Anal Fissures – Frequently Asked Questions (Part 2)
Anal fissures are among the most common problems people experience, but they hesitate to share about the same, even with their doctor. And this lack of communication leads to severe problems in future. Here are the answers to majorly ask questions, easing out your way to get rid of the skin issue in a faster manner.
It is necessary for you to understand that anal fissures can be excruciating painful. The one suffering from this condition knows how embarrassing it can be, especially when you are in public place.
Basically anal fissures are defined as a tear in the lining of the anus, i.e. the opening where feces are excreted. Usually, the tear extends into a circular ring of muscle which is also known as the internal anal sphincter. In case it has been present for less than six weeks, it is stated to be in acute condition. However, if it takes time greater than six weeks, the fissure is described as chronic.
As stated in the earlier post that there are no miracle cures, here is the list of few frequently asked questions and answers about anal fissures. Check them out;
What are the causes?
This skin condition has been known to be caused by a variety of situations;
- Hard stools: Stretching and tearing of the rim of the back passage (anus) occur when a person passes hard stools. Mostly, the skin damage caused heals itself and quickly, without causing any major problems. But for some, who have a higher than normal pressure of the muscle around the anus or whose muscle is bit ‘tighter’ than usual, it can turn more painful.

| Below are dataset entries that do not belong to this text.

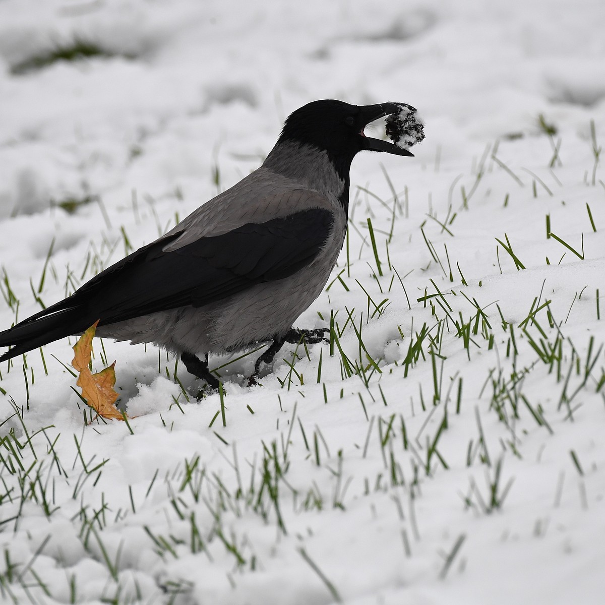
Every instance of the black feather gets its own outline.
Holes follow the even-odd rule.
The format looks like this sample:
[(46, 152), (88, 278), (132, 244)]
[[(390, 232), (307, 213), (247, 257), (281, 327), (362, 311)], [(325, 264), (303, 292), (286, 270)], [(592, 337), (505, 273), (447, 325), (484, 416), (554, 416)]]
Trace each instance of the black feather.
[(80, 333), (97, 319), (105, 325), (159, 311), (202, 307), (263, 282), (281, 280), (310, 263), (325, 244), (333, 217), (313, 208), (227, 233), (202, 237), (165, 252), (173, 234), (108, 267), (71, 296), (0, 332), (14, 348), (4, 361)]

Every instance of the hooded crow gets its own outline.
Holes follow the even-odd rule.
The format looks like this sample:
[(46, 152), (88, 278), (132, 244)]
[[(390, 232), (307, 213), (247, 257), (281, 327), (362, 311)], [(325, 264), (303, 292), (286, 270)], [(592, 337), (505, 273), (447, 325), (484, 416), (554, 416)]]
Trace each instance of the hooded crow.
[(0, 346), (12, 347), (0, 361), (99, 320), (97, 336), (163, 347), (213, 388), (209, 353), (270, 342), (253, 384), (284, 342), (318, 342), (329, 332), (292, 324), (342, 247), (353, 157), (366, 149), (413, 155), (364, 134), (399, 110), (329, 100), (296, 110), (260, 168), (64, 300), (0, 332)]

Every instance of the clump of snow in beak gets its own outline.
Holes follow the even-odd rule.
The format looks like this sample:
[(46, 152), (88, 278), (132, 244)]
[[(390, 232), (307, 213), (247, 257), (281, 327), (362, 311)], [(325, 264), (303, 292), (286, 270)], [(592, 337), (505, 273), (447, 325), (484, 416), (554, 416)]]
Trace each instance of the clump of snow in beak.
[(407, 149), (424, 139), (424, 122), (415, 107), (407, 103), (397, 105), (400, 110), (387, 118), (385, 131), (396, 146)]

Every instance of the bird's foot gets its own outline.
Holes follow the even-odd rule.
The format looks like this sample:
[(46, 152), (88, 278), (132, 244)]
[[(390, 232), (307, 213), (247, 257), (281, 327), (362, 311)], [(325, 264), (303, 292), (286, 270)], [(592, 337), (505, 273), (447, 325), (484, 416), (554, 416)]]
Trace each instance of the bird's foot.
[(284, 342), (290, 344), (298, 344), (303, 339), (307, 344), (315, 344), (317, 342), (329, 342), (330, 337), (326, 334), (330, 334), (330, 328), (316, 328), (315, 330), (302, 330), (299, 328), (292, 328), (284, 336)]
[(298, 344), (304, 341), (308, 344), (315, 344), (317, 342), (330, 342), (326, 333), (330, 333), (329, 328), (318, 328), (315, 330), (301, 330), (298, 328), (292, 328), (281, 338), (274, 338), (271, 345), (257, 359), (254, 364), (254, 373), (248, 379), (249, 386), (258, 384), (258, 374), (261, 371), (261, 364), (269, 365), (275, 359), (280, 349), (284, 343)]
[(208, 358), (202, 361), (198, 357), (191, 353), (183, 353), (181, 355), (181, 361), (185, 364), (187, 371), (198, 378), (206, 381), (204, 387), (200, 389), (196, 396), (198, 401), (204, 396), (204, 393), (209, 387), (211, 391), (218, 390), (219, 386), (218, 379), (208, 369)]

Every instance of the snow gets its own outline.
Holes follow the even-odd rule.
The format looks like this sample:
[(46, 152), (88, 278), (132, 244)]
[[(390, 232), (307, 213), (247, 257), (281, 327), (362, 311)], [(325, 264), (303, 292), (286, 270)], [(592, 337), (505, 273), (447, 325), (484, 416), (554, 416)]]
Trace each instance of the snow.
[[(603, 22), (594, 0), (0, 3), (2, 329), (248, 174), (305, 103), (409, 103), (427, 134), (353, 162), (348, 247), (298, 324), (333, 313), (333, 356), (288, 347), (252, 388), (258, 353), (222, 368), (226, 426), (151, 346), (95, 344), (128, 425), (85, 424), (73, 338), (2, 364), (0, 600), (602, 603)], [(22, 67), (79, 41), (101, 55)]]
[(387, 118), (385, 132), (397, 147), (407, 149), (424, 140), (424, 122), (415, 107), (405, 103), (397, 105), (401, 110)]

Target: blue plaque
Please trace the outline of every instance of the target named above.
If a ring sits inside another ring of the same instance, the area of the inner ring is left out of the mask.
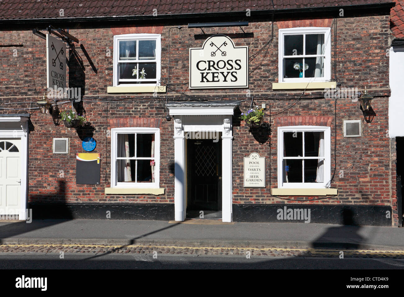
[[[97,146],[95,140],[92,137],[87,137],[84,139],[82,144],[83,149],[87,152],[91,152],[94,150]]]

- Constipation: Are you dealing with constipation on regular basis? This can make anal fissures more likely to develop.
- Childbirth: Around 1 in 10 cases the fissure are said to be occur during childbirth.
Besides, sometimes fissures can occur if you have bad diarrhea.
What are the different ways to diagnose?
Usually caused by trauma which stretches the anal canal after passage of large or hard bowel movement or explosive diarrhea, fissures are diagnosed based on the symptoms.
- As far as the physical examination is considered, it involves gentle separation of the buttocks. With this, the doctor visually inspects the region around the anus.
- A rectal examination is also done in some cases. This basically includes insertion of a gloved finger into the anus.
- Anoscopy or the insertion of a small instrument to view the anal canal is also recommended. But this is often avoided in the initial diagnosis. Reason being, it can cause increased pain.
Still, if the diagnosis is unclear, doctors might recommend you a sigmoidoscopy or colonoscopy. This is often done in case of rectal bleeding, and is preferred in patients above 50 years. For younger patients, it is generally avoided.
What are the initial treatments?
It is up to doctors and patients, what they pick together find out the best course of action to take. However, to ease pain and discomfort, here is a list of things to try.
- Warm baths: These are highly soothing and provide immediate relief. Also, it might help the back passage to relax, easing out pain significantly.
- Anesthetic Cream: If it starts paining late night, and you cannot rush to the doctor, you can go for a safe and natural ointment like Dr. Numb. Being a topical anesthetic solution it carries lidocaine which eases the pain.
- Steroids: These are often useful in reducing inflammation. You can consider them when it is about reducing any swelling around a fissure. And yes, this help get rid of itch and pain too. But you should not use it for longer.
In any case it turns severe you should always seek the advice of a medical professional. It is important to arm yourself with knowledge. These answers will help you, and take the right action as soon as possible.